People say high school flies by in the blink of an eye; I never understood what they meant until now. As I go through the last few weeks of high school, it feels bittersweet and nostalgic to leave it behind.
On my first day of freshman year, I remember going up to a Senior of Merit at Work (SMW) member to ask them where my first period was. Panicked and scared, I thanked them and frantically hurried off to find my class. As the years went by and I am now a graduating senior, this campus has become so familiar to me that I know it like the back of my hand. If I could go back in time, I would tell my younger self these things.
Looking back on all four years of my high school career, I’ve made countless memories, made friends, shed both happy and sad tears, laughed through the hard times, and experienced it all. From taking my first AP class to cramming in my assignments, I was able to get through them because of the people who were alongside me through this journey. To be honest, there were times throughout high school where I regretted things and destroyed myself. I was at some of my lowest points, and I didn’t know how I was going to get through them. But despite all the stress I experienced and all the lessons I learned, I realized that it was going to be OK. Sure, I regret not taking more of those APs and not putting myself out there, but I’m proud of myself for all that I have done, specifically during my senior year.

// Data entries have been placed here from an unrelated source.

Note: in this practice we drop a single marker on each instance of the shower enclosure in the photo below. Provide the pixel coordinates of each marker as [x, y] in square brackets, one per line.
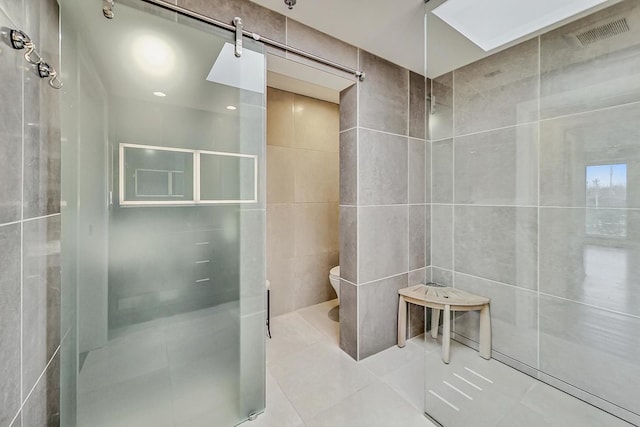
[535, 155]
[163, 220]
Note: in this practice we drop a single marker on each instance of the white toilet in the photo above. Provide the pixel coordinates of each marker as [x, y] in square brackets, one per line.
[334, 278]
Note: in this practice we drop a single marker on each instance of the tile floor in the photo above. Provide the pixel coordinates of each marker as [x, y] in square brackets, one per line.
[166, 373]
[312, 383]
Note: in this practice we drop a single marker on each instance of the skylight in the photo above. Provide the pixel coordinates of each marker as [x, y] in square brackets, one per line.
[493, 23]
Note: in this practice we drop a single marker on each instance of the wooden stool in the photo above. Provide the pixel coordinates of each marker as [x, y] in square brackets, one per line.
[448, 299]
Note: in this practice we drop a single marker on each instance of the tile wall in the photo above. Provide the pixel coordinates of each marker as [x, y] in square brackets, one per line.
[302, 199]
[29, 223]
[384, 203]
[535, 160]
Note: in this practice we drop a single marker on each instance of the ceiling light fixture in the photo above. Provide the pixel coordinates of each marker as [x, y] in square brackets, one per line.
[494, 23]
[153, 54]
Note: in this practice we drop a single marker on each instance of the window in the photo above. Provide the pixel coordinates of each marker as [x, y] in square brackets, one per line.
[606, 192]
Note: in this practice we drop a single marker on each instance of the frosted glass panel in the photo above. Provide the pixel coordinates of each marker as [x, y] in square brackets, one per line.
[167, 202]
[153, 175]
[227, 177]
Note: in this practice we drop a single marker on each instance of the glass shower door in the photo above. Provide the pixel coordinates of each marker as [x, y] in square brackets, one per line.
[164, 222]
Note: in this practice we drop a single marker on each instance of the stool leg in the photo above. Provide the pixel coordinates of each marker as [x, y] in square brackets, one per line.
[435, 322]
[402, 321]
[446, 333]
[485, 332]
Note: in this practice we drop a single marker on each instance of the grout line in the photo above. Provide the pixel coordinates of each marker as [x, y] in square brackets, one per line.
[597, 110]
[44, 371]
[408, 184]
[537, 122]
[479, 375]
[519, 288]
[444, 400]
[358, 195]
[538, 219]
[458, 390]
[533, 206]
[11, 223]
[467, 381]
[608, 310]
[22, 203]
[41, 217]
[383, 278]
[384, 132]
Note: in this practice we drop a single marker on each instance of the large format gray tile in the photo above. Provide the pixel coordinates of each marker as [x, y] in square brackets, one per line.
[497, 243]
[591, 159]
[442, 171]
[279, 117]
[279, 411]
[42, 408]
[575, 339]
[500, 90]
[315, 42]
[577, 78]
[383, 242]
[557, 408]
[498, 167]
[349, 167]
[419, 171]
[514, 318]
[10, 398]
[349, 107]
[382, 168]
[417, 106]
[419, 237]
[42, 153]
[349, 243]
[442, 277]
[317, 176]
[280, 236]
[316, 124]
[315, 220]
[290, 334]
[311, 279]
[442, 236]
[384, 408]
[319, 377]
[377, 308]
[41, 297]
[384, 95]
[441, 114]
[501, 388]
[255, 18]
[11, 64]
[591, 256]
[281, 172]
[349, 318]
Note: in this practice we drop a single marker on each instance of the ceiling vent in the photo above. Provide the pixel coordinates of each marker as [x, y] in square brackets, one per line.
[603, 32]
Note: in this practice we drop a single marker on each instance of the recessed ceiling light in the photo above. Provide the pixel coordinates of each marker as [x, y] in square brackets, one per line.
[494, 23]
[153, 55]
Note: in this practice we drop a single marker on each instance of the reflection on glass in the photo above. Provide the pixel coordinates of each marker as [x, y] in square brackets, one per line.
[225, 177]
[158, 176]
[606, 186]
[155, 175]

Near the end of my junior year, everything started to take a mental toll on me. To say that senior year was any better wouldn’t be true. Being in Orchesis has always been one of my dreams in high school even though I knew I never would make it. So, when I mustered up the courage to try out and I didn’t make it, it stung a lot; and honestly, I doubted my decision to try out in the first place. At that moment, I impulsively picked Concert Choir to replace Orchesis. However, on registration day, my initial excitement soon turned into disappointment. I was told that both Choir and Journalism were both first period classes, so I had to choose from either one. Torn between the two, I didn’t know what to choose. As I had a role in Quill and having been in that class for a while, I was hesitant about my decision. I remember one of the counselors telling me that she would talk to Ms. Tu and that all I could right now was figure out if Quill could be changed to a different period. The day before school I checked Powerschool and received an email from Ms. Tu saying that I made it in. From then on I decided to join Chanteurs, and it really healed a part of me that I didn’t know it would.
That once shy, introverted girl blossomed into a more confident person who knew her boundaries and found the people who cared about her.
As I turn the page to a new chapter I’d like to say this to my underclassmen: don’t be afraid to put yourself out there, try out for that team, and take those risks. If you never try, you never know. Trust me, you’ll surprise yourself!
And thank you to everyone who has been there for me along the way:
My parents, who were my biggest and #1 supporters
My friends, who were my hype girls and support system
And my teachers, who were thoughtful mentors and role models each and every school day
As I get ready to turn the page, the song “Slipping Through My Fingers” plays in my head. I might not know what the future holds for me, but I trust the next chapter because I know the author.